Hat jmd ein Tool, das er mir leihen könnte (Raum Freiburg oder KA/PF)?

Danke!

Triple F


----------



## walo (18. September 2011)

kannst du dir locker selber machen. dieses hier hab ich zum lager einpressen. das gleiche etwas grösser sollte eigentlich gut funktionieren.


----------



## MTB-News.de




----------



## Triple F (18. September 2011)

Danke für den Tipp!
Evtl. hat mein Dad in der Werkstatt noch ein wenig Eisenware  .


----------



## Chaparral Rider (18. September 2011)

In der Selbsthilfewerkstatt kannst den Steuersatz einpressen. Die haben das tool da und es ist sehr sehr günstig


----------



## Redshred (18. September 2011)

http://www.radgeber-freiburg.de/Selbsthilfe/article/selbsthilfewerkstatt


----------



## Triple F (18. September 2011)

Danke, ich will das Bike selbst in meiner Werkstatt aufbauen und bin ab morgen Nachmittag nicht mehr in FR. Werde den Rahmen ggf. kurz zum Dynamo bringen.


----------



## Someone84 (20. September 2011)

Ist es ein (Semi-) Integrierter Steuersatz?
Wenn ja, dann leg diesen doch in die Gefriertruhe und wenn er genügend abgekühlt ist, müsste er doch per Hand einpressbar sein. 
Zur Not dazu das Steuerrohr noch etwas erwärmen.
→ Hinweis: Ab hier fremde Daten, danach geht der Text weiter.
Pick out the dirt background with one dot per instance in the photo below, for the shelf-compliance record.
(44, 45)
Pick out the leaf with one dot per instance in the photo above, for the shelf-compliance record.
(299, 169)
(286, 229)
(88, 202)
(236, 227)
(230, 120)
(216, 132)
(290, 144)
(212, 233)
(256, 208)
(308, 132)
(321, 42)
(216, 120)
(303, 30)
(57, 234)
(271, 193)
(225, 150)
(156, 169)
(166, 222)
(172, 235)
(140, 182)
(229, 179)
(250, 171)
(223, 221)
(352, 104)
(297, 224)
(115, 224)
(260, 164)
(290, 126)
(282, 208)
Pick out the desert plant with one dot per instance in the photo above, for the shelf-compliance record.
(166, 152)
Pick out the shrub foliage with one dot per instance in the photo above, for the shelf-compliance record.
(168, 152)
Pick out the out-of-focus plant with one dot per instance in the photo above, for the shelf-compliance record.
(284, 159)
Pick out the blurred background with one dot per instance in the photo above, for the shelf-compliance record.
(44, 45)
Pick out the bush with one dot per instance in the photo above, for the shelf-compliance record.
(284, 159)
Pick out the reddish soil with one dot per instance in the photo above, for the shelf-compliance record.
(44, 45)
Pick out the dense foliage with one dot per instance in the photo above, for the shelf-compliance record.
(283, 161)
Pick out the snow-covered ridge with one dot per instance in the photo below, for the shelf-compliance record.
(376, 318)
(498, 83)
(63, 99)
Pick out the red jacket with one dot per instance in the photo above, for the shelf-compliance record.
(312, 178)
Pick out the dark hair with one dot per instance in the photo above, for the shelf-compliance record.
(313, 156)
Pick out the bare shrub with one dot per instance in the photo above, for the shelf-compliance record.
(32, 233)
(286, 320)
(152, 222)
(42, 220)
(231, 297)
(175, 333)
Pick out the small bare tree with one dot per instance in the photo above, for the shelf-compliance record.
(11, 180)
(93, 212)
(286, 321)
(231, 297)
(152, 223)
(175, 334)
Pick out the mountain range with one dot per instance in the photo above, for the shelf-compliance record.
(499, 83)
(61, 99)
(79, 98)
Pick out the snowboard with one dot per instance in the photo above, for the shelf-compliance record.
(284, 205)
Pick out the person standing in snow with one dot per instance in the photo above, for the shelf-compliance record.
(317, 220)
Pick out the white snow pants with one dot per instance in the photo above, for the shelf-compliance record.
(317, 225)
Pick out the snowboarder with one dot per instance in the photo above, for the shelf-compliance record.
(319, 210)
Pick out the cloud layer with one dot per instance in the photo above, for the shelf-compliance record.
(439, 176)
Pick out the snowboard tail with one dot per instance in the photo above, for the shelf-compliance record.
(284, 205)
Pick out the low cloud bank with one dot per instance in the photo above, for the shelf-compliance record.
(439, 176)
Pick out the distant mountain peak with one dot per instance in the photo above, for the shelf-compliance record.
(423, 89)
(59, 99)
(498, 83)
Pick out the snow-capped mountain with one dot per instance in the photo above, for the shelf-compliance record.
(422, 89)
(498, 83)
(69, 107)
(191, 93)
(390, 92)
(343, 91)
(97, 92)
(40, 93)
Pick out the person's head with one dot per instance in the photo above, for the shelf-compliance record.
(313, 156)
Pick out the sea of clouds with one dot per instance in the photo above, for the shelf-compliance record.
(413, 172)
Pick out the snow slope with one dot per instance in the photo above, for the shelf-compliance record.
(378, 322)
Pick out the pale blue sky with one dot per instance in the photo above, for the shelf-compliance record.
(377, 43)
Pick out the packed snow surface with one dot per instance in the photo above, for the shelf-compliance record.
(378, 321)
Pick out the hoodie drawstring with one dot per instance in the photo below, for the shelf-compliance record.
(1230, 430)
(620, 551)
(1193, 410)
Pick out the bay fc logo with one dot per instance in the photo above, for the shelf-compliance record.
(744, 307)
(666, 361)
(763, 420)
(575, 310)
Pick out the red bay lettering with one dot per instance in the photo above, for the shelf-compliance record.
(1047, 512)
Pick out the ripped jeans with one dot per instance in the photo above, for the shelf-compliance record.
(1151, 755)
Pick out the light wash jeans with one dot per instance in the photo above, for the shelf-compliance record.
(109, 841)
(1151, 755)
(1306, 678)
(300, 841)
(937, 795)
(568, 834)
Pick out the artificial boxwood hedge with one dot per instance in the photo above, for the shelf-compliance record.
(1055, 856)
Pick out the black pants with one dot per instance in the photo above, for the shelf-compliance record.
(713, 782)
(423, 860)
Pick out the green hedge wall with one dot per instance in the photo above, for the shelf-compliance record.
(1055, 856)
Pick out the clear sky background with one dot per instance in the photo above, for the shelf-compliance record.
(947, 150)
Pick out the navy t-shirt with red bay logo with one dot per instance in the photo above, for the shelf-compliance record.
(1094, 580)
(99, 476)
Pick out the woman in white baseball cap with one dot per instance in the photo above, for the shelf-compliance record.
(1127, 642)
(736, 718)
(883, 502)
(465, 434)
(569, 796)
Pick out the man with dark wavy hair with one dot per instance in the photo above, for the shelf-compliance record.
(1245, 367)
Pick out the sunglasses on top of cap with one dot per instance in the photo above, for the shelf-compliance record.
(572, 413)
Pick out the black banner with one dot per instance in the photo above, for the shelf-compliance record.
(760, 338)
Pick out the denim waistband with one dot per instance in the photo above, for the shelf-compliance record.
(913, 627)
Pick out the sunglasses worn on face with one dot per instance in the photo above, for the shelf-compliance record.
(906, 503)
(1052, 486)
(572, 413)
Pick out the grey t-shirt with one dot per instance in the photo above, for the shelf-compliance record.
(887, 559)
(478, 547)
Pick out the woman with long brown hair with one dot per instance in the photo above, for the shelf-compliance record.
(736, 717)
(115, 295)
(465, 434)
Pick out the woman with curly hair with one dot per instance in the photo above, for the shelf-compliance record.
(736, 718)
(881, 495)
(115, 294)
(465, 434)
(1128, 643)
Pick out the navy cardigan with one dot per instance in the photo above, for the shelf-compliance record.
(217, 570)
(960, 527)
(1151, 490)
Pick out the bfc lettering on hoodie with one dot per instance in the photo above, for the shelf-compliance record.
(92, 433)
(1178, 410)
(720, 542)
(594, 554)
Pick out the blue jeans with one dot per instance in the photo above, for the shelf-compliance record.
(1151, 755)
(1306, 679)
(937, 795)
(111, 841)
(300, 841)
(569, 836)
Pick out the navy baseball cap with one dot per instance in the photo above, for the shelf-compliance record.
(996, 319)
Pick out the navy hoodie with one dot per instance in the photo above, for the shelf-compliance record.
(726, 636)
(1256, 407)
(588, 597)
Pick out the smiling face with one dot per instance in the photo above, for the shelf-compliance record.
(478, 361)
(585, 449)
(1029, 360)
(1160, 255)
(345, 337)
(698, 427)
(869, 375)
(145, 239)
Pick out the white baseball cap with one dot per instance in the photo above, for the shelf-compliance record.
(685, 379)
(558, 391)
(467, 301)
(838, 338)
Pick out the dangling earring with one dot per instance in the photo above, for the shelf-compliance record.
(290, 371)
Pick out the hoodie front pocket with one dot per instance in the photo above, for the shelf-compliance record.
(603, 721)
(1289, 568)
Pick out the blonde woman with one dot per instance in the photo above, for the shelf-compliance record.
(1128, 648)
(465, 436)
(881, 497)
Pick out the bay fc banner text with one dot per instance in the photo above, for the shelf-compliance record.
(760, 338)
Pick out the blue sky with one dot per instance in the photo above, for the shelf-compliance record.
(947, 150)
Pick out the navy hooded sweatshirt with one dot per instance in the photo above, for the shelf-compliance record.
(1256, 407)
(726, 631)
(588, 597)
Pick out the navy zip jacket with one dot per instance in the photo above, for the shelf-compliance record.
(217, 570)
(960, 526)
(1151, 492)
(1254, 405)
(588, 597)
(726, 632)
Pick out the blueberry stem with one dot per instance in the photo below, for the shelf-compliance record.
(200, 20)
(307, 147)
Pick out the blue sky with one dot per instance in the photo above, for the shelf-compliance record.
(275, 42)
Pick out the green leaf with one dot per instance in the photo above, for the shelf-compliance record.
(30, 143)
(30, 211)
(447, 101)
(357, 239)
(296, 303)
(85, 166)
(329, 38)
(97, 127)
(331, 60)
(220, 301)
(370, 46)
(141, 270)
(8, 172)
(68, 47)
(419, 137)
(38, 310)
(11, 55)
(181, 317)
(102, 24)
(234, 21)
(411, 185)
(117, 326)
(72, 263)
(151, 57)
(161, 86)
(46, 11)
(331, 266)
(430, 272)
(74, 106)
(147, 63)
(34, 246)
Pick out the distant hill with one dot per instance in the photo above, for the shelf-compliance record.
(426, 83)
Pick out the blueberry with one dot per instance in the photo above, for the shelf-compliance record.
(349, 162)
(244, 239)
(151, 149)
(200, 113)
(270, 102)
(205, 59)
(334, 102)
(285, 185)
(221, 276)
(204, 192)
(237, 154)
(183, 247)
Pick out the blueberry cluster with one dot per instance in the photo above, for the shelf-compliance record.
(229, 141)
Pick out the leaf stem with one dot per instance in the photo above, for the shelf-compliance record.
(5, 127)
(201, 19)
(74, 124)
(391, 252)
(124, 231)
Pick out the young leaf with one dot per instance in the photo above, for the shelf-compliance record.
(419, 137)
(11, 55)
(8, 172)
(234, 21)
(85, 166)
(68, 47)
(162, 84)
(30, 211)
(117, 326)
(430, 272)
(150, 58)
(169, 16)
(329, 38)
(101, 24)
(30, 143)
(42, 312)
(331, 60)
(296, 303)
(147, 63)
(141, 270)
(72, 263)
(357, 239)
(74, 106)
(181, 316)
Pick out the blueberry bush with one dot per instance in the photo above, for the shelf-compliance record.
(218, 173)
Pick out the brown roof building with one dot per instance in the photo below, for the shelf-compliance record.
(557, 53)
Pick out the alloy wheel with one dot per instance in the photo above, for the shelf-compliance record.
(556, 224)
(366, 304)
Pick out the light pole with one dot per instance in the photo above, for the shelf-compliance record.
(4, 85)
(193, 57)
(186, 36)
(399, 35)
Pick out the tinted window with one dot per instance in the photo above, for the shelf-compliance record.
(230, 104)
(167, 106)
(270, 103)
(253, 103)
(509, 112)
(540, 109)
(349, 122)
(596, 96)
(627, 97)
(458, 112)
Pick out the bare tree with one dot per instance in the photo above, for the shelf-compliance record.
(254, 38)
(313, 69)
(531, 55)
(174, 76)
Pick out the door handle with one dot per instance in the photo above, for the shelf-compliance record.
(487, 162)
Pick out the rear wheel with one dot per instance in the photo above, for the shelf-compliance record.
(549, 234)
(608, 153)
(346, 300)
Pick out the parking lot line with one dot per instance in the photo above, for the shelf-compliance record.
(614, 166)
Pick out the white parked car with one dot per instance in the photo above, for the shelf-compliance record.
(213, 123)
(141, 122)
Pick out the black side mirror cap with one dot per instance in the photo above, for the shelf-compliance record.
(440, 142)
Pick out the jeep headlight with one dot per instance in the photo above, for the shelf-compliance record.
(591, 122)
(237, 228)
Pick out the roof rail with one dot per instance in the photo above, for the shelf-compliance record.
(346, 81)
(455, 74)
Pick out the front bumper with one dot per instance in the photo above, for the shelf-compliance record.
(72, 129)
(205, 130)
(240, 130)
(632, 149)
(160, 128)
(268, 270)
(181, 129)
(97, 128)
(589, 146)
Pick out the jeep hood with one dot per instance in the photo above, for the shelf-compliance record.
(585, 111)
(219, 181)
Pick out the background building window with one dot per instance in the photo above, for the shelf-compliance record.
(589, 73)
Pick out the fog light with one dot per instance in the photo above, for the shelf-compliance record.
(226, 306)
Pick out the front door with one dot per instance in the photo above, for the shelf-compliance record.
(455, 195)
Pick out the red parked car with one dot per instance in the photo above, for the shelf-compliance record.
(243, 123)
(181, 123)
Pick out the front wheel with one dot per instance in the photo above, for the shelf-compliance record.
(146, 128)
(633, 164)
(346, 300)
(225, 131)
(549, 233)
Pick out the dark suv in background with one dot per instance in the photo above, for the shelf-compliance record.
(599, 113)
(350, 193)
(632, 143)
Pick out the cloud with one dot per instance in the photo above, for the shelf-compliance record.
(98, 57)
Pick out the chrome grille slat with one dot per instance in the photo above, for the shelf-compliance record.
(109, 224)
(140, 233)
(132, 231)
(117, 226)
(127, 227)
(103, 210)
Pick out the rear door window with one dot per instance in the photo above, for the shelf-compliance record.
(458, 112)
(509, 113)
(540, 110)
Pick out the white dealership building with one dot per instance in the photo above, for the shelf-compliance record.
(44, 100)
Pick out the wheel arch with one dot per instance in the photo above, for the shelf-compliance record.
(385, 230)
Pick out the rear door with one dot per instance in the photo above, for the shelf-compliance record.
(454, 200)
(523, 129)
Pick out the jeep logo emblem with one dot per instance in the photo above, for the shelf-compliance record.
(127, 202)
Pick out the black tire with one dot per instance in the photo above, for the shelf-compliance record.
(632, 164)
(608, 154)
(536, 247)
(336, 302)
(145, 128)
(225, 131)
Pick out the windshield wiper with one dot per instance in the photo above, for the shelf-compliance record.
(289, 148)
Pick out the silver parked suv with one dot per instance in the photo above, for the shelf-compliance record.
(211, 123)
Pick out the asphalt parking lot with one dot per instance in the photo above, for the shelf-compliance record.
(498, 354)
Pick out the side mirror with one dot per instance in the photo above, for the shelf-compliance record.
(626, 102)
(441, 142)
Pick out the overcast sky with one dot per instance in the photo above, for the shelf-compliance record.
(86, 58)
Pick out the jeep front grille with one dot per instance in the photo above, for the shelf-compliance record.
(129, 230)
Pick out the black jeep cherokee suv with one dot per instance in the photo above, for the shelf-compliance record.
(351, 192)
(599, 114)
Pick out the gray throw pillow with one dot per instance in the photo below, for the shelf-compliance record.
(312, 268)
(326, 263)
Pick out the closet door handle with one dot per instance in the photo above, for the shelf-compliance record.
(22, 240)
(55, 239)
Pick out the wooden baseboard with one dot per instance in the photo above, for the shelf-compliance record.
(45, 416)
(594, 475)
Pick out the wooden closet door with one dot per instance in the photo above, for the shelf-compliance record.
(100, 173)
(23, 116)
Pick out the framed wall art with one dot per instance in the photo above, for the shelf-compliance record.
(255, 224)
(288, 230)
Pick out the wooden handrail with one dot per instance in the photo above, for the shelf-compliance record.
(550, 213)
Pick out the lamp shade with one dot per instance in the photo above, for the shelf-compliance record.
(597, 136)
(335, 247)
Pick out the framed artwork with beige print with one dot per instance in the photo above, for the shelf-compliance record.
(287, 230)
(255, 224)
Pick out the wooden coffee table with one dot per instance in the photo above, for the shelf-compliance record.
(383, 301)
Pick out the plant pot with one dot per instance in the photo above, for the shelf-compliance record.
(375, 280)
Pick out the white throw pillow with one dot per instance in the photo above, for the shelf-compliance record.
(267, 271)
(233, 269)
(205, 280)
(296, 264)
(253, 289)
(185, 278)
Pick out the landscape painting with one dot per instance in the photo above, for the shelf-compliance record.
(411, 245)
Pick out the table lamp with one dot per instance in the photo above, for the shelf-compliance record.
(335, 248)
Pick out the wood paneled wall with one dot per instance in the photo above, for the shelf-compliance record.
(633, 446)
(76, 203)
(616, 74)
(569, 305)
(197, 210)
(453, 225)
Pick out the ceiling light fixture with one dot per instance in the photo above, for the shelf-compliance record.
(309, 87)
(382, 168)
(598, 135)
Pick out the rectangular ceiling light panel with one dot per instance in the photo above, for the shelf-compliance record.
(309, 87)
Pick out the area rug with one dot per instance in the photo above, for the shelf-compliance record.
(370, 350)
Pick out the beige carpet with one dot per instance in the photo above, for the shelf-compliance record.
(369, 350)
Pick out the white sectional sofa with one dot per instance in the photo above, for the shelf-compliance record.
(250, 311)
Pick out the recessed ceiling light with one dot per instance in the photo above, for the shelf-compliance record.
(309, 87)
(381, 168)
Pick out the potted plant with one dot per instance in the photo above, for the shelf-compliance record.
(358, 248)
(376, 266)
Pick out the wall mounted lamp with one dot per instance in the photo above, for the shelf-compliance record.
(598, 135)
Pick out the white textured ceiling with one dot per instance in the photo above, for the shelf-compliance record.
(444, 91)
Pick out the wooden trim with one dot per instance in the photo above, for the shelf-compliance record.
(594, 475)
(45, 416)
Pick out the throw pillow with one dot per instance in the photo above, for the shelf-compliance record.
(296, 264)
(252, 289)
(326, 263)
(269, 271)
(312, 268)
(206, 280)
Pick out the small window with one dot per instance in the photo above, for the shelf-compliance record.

Die Methode hat beim Einpressen von Dämpferbuchsen eig ganz gut funktioniert. 
Wenn es kein integrierter Steuersatz ist und du ein genügendes Bauchgefühl besitzt, tuts auch ein Gummihammer und ein Holzbrett..


----------



## Triple F (21. September 2011)

Danke für die Tipps, aber hat sich erledigt. Habe den Steuersatz schon drin.


----------